Multivariate analysis on the impact of socio-economic factors on the spread of covid-19 within European NUTS2 regions, during the first and second wave of the epidemic.

Setup

To install the dependencies of the project

pip install -r requirements.txt

The dataset is already provided by the covid_at_lombardy.sqlite file, or it can be built from the original data sources by running

cd database
bash run_setup.sh
mv covid_at_lombardy.sqlite ../
cd ../

Note: the source eurostat data can be subject to future changes, hence there can be discrepancies if new data points are modified or added to the source eurostat data repositories of the variables considered in this analysis. The last update date can be verified at the top quadrant of the each Eurostat data repository (e.g. see last update at, at the following example eurostat dataset)

Run the experiments

Both experiments on the first and second wave can be easily run and analyzed by means of the provided jupyter notebooks, which can be found at the top level of this repository.

Dataset

The dataset has been built in order to assess which socio-economic features of the analyzed NUTS2 European regions intrinsically posed each at greater risk of epidemic spread. Such experimental setting would ideally serve the purpose of observing whether the epidemic spread, which occurred in Lombardy at the start of 2020, had been due to randomness or due to some intrinsic factors that are possibly shared by one or more European regions: those were majorly affected by the epidemic.

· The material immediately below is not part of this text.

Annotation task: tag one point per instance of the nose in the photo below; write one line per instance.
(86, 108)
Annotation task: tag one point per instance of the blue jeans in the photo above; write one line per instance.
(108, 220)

Hence, the dataset has been built by considering the NUTS2 European regions as the samples, each of which has been characterized according to a set of socio-economic variables. The target variable has been engineered from the raw number of cases that had occurred in the first and second wave of the epidemic.

The dataset consists NUTS2 European regions, each represented by:

The dataset has been processed in ordet to obtain a tabular formatted dataset which contains both predictors and the target variable, separately for the first and second wave of the epidemic.

The target variable is the categorical binary risk class obtained by considering two clusters of coronavirus cases density.

Models

Interpretability has been the main driver behind the choice of each classification model selected for the analysis. Hence, the following models have been considered:

  • Logistic regression
  • Random forest
  • Linear svm

Hyper-parameter optimization has been carried out on each of these.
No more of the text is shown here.